The study of multiwavelength total flux-density variability offers an important diagnostic in testing models for the "inner jet" in blazars, and it is complementary to direct observation of structural variability (see Marscher & Bloom 1994, Marscher 1995, Marscher 1996). In particular, nonthermal flaring activity from radio to gamma-ray frequencies is expected to show frequency-dependent time delays that are model specific. The gamma-ray emission detected in a large number of blazars (Von Montigny et al 1995) is most likely to be produced from inverse-Compton scattering from relativistic jet electrons, although the details of this process are not yet clear. Several such blazars are therefore being subjected to multiwavelength monitoring campaigns that are beginning to show model-discriminating results (see Marscher 1996). The superluminal quasar 3C 279 (e.g. Carrara et al 1993) has been intensively monitored over a large spectral range (Maraschi et al 1994, Grandi et al 1996), and there is VLBI component activity near coincident with gamma-ray flaring (Wehrle et al 1994a, b). For the blazar PKS 0420-014, helical structure and new component ejection were predicted from simultaneous optical and gamma-ray flaring (Wagner et al 1995), and so far VLBI imaging has confirmed curvature in the structure of this source. Several other gamma-ray active blazars, including 0528+134, 3C 273, and 0836+710, are also being investigated with VLBI at millimeter wavelengths, and here new features have been observed near gamma-ray flares and at the onset of millimeter-flux density activity, which perhaps suggests a causal connection (Krichbaum et al 1995, Britzen et al 1997). A correlation between gamma-ray outbursts and superluminal motion might suggest the existence of relativistic gamma-ray jets, i.e. within as close as a few light-days to the central engine in such objects. One of several alternative explanations is that the gamma-ray bursts might be related to precessing relativistic e± beams (Roland et al 1994).

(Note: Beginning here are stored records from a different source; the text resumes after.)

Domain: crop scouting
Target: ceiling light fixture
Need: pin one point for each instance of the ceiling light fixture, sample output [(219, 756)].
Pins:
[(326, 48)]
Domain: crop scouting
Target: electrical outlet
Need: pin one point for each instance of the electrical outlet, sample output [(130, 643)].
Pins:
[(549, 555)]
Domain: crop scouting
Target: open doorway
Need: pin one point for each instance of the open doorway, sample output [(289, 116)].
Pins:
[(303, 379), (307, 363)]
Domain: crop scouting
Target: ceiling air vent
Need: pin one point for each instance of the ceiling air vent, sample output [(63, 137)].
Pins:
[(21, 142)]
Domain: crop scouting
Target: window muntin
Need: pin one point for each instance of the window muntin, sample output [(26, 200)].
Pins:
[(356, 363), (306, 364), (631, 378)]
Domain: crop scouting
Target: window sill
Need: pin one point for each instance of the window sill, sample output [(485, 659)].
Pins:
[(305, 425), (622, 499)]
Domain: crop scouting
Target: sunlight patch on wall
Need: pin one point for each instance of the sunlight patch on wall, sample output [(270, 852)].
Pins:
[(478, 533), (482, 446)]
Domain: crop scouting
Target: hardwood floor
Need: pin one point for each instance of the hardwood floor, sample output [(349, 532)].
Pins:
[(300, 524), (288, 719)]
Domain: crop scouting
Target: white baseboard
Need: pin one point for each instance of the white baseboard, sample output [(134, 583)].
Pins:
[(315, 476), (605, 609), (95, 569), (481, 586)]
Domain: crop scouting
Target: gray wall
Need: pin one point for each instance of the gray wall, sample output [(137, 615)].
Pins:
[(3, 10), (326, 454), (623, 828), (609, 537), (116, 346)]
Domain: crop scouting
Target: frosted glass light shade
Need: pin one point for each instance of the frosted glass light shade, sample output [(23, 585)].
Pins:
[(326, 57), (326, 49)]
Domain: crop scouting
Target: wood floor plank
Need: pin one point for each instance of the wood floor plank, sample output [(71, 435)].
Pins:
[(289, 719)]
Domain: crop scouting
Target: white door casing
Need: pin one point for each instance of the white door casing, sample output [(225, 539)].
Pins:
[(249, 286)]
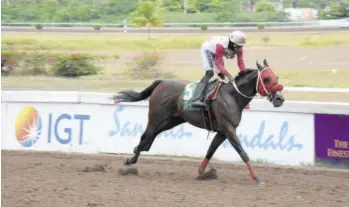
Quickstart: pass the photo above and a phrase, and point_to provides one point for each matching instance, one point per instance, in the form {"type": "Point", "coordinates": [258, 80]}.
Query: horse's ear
{"type": "Point", "coordinates": [259, 65]}
{"type": "Point", "coordinates": [265, 62]}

BL Lac is perhaps the best example for a correlation between variability in the centimeter regime and the appearance of superluminal features that can be modeled with shocks (Mutel et al 1990, Mutel et al 1994, Denn & Mutel 1996). In this source, the position angles of the axes of the curved trajectories of subsequent components shift, suggesting evidence for precession caused by a binary black hole system (Mutel et al 1994). Note that such a scenario was also proposed for the superluminal quasar 1928+738 (Hummel et al 1992b, Roos et al 1993).

In 3C 345, several components first appeared following a major flux density increase at centimeter wavelengths, but not all components in this source have been related to such pronounced flux density changes; for example, the recent feature C7 was first seen during a deep minimum in the total flux density. In this source X-ray variability is correlated to the radio variations supporting the synchrotron self-Compton model for this source (Unwin et al 1997). In 3C 273, a correlation appears to exist between the ejection of superluminal features with flares in the radio and infrared/optical regimes (Krichbaum et al 1990a, Abraham et al 1996). A possible correlation of the speed of a component in this source with the amplitude of a perhaps related optical outburst has been speculated to exist (Bhabadzhanyants & Belokon 1992). In 3C 454.3, a new component appeared around 1983, with an apparent mean motion of 0.81 ± 0.04 mas yr-1 (v / c = 20.4 h-1 ± 1.0). Extrapolation gives a time of zero separation of 1982 ± 3, i.e. close to the time of a radio outburst (Pauliny-Toth et al, in preparation).